# Tip on how to end reverse sneezing



## zooeysmom (Jan 3, 2014)

Cover your dog's nostrils with your fingers. It will end the spasm MOST of the time when the dog has to breathe through its mouth.


----------



## fjm (Jun 4, 2010)

Sophy likes me to pick her up and rub her chest - that usually stops the spasm too.


----------



## Poodlebeguiled (May 27, 2013)

That's a good one Zooeysmom! Thanks! I guess it interrupts their breathing enough to stop the spasm. I'll have to try that some time when one of my dogs has one of those little episodes. 

On a slightly different note, here's a tip to sooth and re-open a collapsing trachea while the dog is having an episode. It use to help Chulita when she would be honking and gasping. I'd pick her up (or not) and massage her throat, kind of gently squeeze her trachea area by putting my fingers on each side of her neck right down near the throat and rub forward and backward...just a gentle massage kind of motion. And it helped it open back up. Almost sort of physically trying to make it an open tube again rather than squished as it does when they have an episode. Anyhow, it seemed to get her back to normal quicker than doing nothing.


----------



## Summerhouse (Jun 12, 2015)

I have to ask. What's reverse sneezing ?


----------



## Tiny Poodles (Jun 20, 2013)

Summerhouse said:


> I have to ask. What's reverse sneezing ?



I have never quite understood term that myself?

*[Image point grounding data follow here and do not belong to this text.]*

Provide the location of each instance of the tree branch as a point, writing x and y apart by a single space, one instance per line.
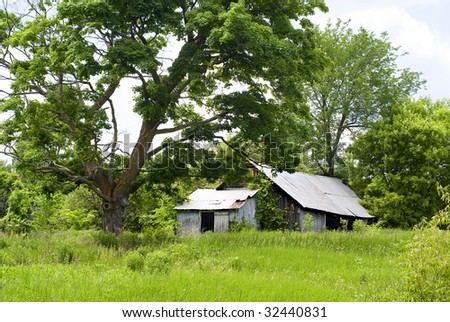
189 124
106 95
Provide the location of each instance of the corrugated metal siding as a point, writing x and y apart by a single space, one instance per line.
247 212
318 193
189 223
210 199
221 223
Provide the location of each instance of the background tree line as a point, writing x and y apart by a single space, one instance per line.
329 101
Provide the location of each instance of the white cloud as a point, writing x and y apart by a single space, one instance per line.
427 51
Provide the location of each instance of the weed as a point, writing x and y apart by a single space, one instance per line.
3 244
129 240
159 261
65 254
135 261
108 240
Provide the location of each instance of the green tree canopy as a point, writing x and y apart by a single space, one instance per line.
361 81
401 160
66 59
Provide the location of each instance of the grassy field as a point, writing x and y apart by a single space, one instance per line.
245 266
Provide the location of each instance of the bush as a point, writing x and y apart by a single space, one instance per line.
427 267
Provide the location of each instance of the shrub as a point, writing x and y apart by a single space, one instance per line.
427 267
135 261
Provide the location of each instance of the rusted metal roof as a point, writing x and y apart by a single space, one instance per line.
211 199
320 193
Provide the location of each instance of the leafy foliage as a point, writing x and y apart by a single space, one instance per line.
359 84
401 161
66 60
427 267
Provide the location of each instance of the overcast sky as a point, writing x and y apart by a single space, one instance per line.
420 27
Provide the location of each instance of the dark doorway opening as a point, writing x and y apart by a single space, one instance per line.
207 223
333 222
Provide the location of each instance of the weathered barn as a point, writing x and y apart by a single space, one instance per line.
213 210
327 199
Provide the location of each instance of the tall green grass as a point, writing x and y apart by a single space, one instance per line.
244 266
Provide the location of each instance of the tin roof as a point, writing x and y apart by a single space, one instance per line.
318 192
211 199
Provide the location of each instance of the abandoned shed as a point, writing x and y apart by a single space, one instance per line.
327 199
213 210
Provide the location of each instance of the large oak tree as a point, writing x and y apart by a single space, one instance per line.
66 59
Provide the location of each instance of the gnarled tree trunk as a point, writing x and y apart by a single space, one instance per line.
113 213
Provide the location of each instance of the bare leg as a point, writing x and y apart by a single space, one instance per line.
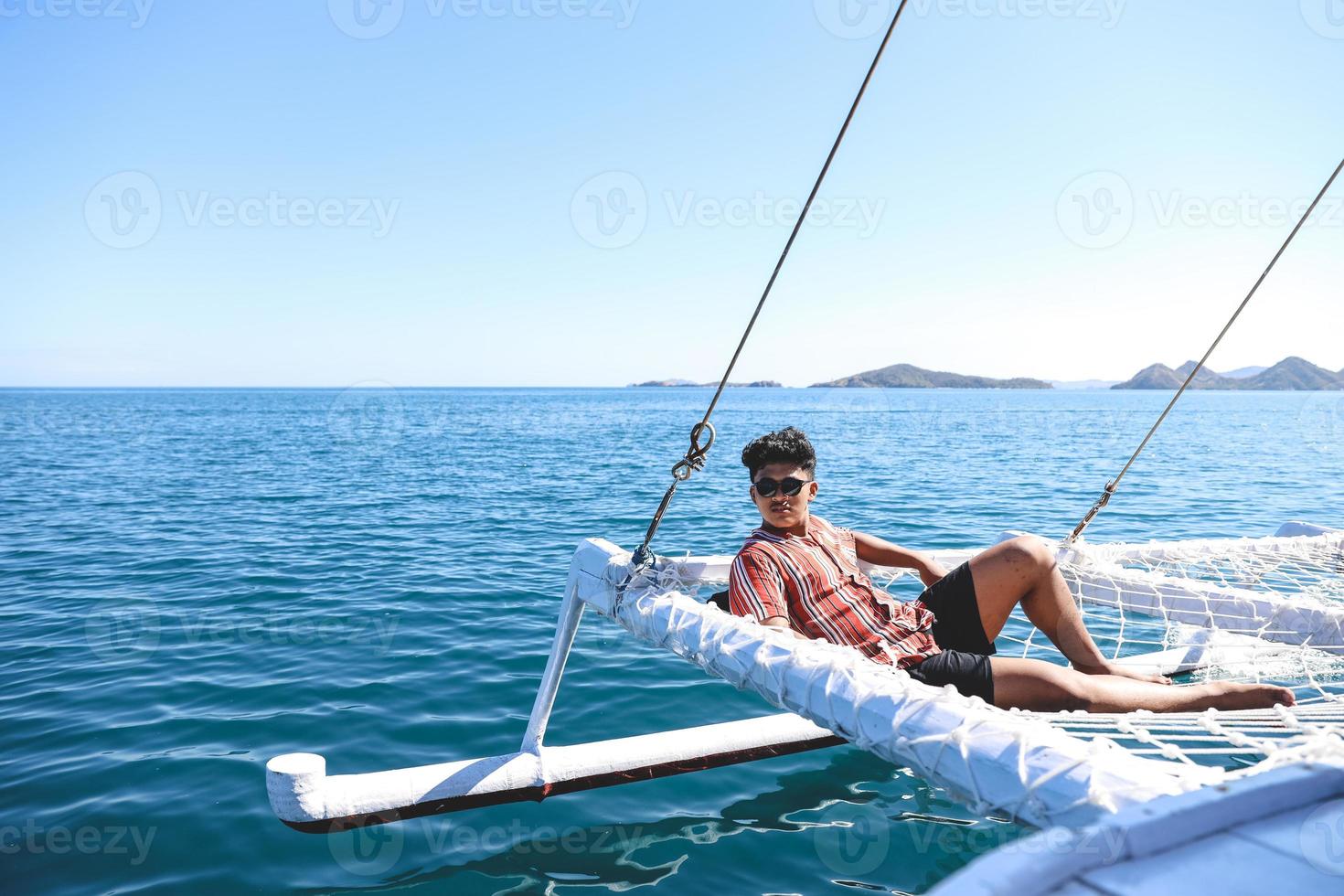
1043 687
1024 571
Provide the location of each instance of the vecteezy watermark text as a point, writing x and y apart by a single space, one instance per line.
126 209
1100 209
612 209
372 19
371 852
136 12
860 19
133 630
88 840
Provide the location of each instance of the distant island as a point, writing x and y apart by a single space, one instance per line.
755 384
1292 374
912 377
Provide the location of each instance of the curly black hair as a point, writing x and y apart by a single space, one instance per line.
789 445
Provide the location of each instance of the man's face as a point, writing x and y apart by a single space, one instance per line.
784 511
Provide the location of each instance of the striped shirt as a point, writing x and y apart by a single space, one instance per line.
816 583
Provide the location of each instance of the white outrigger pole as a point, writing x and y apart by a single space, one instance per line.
308 799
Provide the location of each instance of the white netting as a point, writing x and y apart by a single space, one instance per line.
1264 610
1253 610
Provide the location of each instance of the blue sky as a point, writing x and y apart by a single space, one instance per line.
589 192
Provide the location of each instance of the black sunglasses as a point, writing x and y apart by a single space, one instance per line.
766 486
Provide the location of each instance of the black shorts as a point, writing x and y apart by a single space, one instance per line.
964 661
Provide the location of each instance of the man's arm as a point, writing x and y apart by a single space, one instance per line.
755 590
784 624
883 554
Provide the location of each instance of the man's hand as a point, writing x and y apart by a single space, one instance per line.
883 554
932 572
781 624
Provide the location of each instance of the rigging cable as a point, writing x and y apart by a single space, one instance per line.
1110 486
695 455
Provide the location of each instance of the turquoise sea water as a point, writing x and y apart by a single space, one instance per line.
197 581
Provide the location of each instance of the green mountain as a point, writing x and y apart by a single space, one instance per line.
1292 374
755 384
912 377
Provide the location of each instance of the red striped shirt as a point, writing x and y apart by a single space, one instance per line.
816 583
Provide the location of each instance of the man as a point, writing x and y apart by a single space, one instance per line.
798 572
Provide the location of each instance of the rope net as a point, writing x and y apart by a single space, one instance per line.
1261 610
1252 610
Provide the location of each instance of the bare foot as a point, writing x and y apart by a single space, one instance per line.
1124 672
1241 696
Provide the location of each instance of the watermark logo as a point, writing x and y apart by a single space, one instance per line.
860 19
1321 837
1097 209
372 19
854 19
611 209
1326 17
136 12
368 852
855 842
123 209
372 852
368 418
123 630
366 19
1100 209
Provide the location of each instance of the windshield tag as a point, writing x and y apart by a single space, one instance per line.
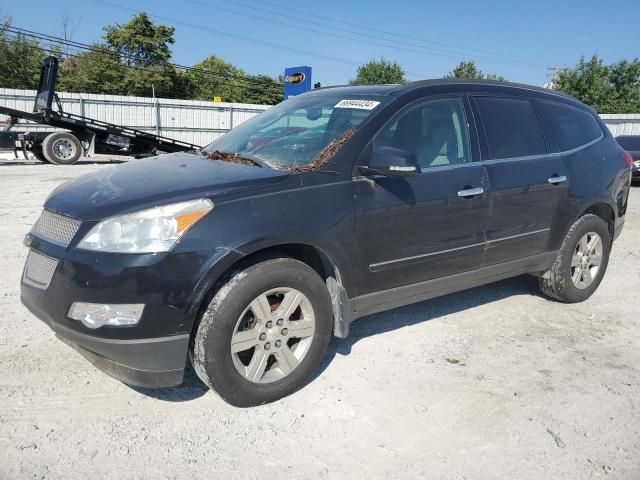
358 104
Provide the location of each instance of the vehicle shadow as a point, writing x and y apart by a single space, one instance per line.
377 324
190 389
425 311
32 163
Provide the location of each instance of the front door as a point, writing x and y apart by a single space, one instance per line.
414 229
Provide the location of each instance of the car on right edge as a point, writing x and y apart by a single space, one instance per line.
631 143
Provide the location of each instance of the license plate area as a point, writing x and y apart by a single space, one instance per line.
38 270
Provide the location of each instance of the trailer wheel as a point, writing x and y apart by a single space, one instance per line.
61 148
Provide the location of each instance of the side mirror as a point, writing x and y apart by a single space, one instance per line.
391 162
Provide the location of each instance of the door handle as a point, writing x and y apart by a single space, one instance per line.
557 179
471 192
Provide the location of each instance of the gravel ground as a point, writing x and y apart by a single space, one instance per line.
494 382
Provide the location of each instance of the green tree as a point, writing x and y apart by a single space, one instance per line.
263 90
607 88
20 60
379 72
470 70
213 77
96 71
140 41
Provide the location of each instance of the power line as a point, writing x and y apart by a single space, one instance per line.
247 39
370 29
83 47
414 48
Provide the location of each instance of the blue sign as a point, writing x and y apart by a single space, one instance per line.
297 80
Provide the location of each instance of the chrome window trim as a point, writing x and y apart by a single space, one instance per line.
375 266
546 155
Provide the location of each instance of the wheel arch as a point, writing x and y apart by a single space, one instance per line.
605 211
317 258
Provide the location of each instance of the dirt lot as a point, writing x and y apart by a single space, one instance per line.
495 382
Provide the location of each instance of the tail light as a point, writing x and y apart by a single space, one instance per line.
628 159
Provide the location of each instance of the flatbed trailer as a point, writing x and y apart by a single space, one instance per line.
83 135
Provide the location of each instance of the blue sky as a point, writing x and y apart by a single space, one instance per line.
428 38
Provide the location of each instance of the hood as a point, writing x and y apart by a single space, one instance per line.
153 181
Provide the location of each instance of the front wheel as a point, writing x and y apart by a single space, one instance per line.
581 261
264 332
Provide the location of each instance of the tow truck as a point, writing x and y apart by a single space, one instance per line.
82 135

I think maybe it is another term for a tracheal cough, like to describe the honking sound that they make when the trachea is collapsing and they are trying to suck in air?


----------



## poodlecrazy#1 (Jul 2, 2013)

It's actually called a pharyngeal gag reflex. Basically it's a spasm of the pharynx. Like when you get the hiccups except instead of the diaphragm it's the pharynx.


----------



## fjm (Jun 4, 2010)

https://m.youtube.com/watch?v=1UyBrb0Hhpk

It can be very frightening the first time it happens, especially in a new puppy!


----------



## Tiny Poodles (Jun 20, 2013)

fjm said:


> https://m.youtube.com/watch?v=1UyBrb0Hhpk
> 
> It can be very frightening the first time it happens, especially in a new puppy!



Now that is what 
I have always thought of as a collapsing trachea - it isn't?


----------



## fjm (Jun 4, 2010)

No, not nearly as dangerous as a collapsing trachea. More like a bad bout of the hiccups in humans. I believe coughing due to collapsed trachea comes on with exercise or pressure on the trachea, whereas reverse sneezing can be from dust, pollen, strong scents, drinking very cold water, etc, etc. It is rarely serious, whereas a collapsed trachea can restrict oxygen flow to the extent that in severe cases it can prove fatal.


----------



## Summerhouse (Jun 12, 2015)

Thank you for explaining. 
I've only seen my boy do something similar a couple of times. He didn't have the abdominal spasm as in the video but was sort of snorting in rather than out through his nose as though something was stuck up there that wouldn't budge.


----------



## Tiny Poodles (Jun 20, 2013)

fjm said:


> No, not nearly as dangerous as a collapsing trachea. More like a bad bout of the hiccups in humans. I believe coughing due to collapsed trachea comes on with exercise or pressure on the trachea, whereas reverse sneezing can be from dust, pollen, strong scents, drinking very cold water, etc, etc. It is rarely serious, whereas a collapsed trachea can restrict oxygen flow to the extent that in severe cases it can prove fatal.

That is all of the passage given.